How do I explain to him without hurting his feelings.

2007-07-25 08:04:59 · 36 answers · asked by Anonymous in Family & Relationships Weddings

36 answers

Just tell him that you would be uncomfortable with having your fiance's ex-gf at your wedding and leave it at that.

2007-07-25 08:08:12 · answer #1 · answered by i_b_winkn_at_u 6 · 3 1

First, did you put JUST his name on the invitation or did you put "and guest"? If you put "and guest", you've really opened up the invitation to him to bring whomever he wants honestly. If you only put his name, he technically should not even be bringing a guest since you didn't provide him the option to do so. Wait until you get the RSVP card back and see what he puts on there. If you only invited him w/o a guest and he writes "2" and the ex's name, politely call him and tell him due to money constraints, unfortunately you don't have the means to accommodate extra guests beyond your close family and friends. Don't even bring up the ex as being the real issue. If you allowed him to bring a guest and he responds with 2 and the ex's name, I would discuss it with your fiance on how to approach this with the friend. I would think the friend would understand but then he may go back and tell the ex the deal and you'll look insecure for not wanting her there. I don't blame you though - I wouldn't want an ex of my future husband attending our wedding either...no matter how secure I am in my relationship with him. It would just be awkward. Hopefully your friend will understand that.

2007-07-25 08:41:44 · answer #2 · answered by Anonymous · 0 1

Ooooh, tricky. First, does he know this girl used to date your fiance? How long ago did they date & how serious was it? Why exactly do you not want her there, considering she is obviously no threat to you (she's involved w/ someone else, and you're marrying the guy!)?

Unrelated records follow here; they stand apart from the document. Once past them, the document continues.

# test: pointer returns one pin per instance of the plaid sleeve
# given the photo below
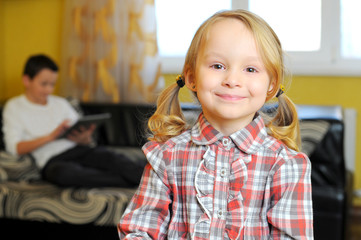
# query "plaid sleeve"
(147, 215)
(291, 215)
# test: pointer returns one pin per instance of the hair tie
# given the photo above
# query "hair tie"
(180, 81)
(280, 91)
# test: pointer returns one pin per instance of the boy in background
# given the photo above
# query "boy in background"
(33, 121)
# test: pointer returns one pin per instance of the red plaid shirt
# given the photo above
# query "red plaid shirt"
(203, 185)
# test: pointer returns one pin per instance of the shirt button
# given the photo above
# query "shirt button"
(226, 143)
(223, 172)
(220, 213)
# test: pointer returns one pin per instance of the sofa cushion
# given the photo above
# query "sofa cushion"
(41, 201)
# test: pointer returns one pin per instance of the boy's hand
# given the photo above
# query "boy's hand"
(83, 135)
(60, 129)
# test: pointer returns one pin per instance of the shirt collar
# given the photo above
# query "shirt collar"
(249, 139)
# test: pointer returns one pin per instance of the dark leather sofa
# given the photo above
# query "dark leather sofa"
(322, 132)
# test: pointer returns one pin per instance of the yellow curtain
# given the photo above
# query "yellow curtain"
(110, 51)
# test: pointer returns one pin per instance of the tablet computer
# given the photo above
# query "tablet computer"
(86, 121)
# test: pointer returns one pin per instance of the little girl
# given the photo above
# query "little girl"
(233, 175)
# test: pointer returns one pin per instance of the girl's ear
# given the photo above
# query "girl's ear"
(190, 81)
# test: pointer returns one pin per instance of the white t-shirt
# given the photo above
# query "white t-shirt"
(24, 120)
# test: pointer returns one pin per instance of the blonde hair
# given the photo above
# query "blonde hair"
(168, 120)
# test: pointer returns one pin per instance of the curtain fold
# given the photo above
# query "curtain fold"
(110, 51)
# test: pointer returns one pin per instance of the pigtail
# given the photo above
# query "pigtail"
(285, 125)
(168, 120)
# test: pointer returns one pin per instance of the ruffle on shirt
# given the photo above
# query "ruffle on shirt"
(236, 211)
(204, 184)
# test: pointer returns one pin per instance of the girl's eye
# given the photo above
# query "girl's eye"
(217, 66)
(251, 70)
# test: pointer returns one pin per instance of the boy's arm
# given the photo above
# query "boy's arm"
(291, 213)
(24, 147)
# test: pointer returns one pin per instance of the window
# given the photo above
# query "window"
(320, 37)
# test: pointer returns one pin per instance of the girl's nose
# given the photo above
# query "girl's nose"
(233, 79)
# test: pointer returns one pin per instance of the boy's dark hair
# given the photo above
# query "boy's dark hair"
(38, 62)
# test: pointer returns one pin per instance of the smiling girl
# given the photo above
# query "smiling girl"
(232, 175)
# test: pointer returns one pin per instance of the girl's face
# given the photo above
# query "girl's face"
(41, 86)
(230, 80)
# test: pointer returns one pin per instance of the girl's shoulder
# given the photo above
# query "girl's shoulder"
(283, 153)
(169, 145)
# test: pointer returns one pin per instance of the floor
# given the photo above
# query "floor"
(355, 224)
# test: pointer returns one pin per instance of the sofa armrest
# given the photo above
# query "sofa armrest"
(21, 168)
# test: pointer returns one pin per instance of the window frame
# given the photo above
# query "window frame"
(325, 62)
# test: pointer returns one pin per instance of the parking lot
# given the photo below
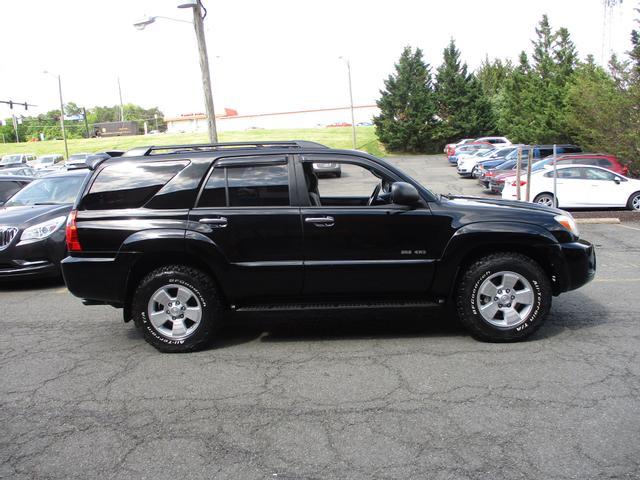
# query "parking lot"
(369, 395)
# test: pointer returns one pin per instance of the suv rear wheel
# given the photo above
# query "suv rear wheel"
(503, 297)
(176, 308)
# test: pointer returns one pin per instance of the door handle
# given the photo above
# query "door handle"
(320, 221)
(218, 221)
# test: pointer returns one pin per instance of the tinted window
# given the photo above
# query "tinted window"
(258, 186)
(7, 189)
(129, 185)
(247, 186)
(214, 194)
(597, 174)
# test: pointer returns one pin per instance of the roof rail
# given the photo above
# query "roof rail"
(208, 147)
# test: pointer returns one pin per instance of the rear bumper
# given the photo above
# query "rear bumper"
(578, 266)
(81, 274)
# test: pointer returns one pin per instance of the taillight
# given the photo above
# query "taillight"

If she has been a real issue in the past, I would tell the friend that due to budget limits & constraints, you have to keep guests at a minimum and therefore he'll need to attend solo. If she hasn't been a problem & it's just your own jealousy and insecurity, you should be the bigger person & extend the invitation. Besides, you'll be so busy you won't even notice her!

Good luck!

2007-07-25 08:12:19 · answer #3 · answered by SavageLettuce 4 · 2 0

Why exactly do you not want her there? Be the bigger person...afterall, you're the one marrying the guy, not her. I don't play that way. The second time I met my boyfriend's ex (they were together 6 years), we (just her and I) went out and had a great time...out till 4 a.m. Now see, my ex would play more the game that you do...his current wife is not even allowed to know what I look like (I've seen her...definitely nothing to write home about, makes me look like a beauty queen). Suck it up. If you continue to insist that she not be there...people are going to think you are intimidated by her or something or fear losing your fiance to her or whatever. This woman is now dating a person you care about enough to invite. If you can't be the bigger person and tolerate her coming, pull your friend aside and (if he doesn't already know) explain that he is dating your fiance's ex girlfriend and both you and your fiance (this would have to be about both of you, not just you) would be very uncomfortable with her being there and would rather she not attend.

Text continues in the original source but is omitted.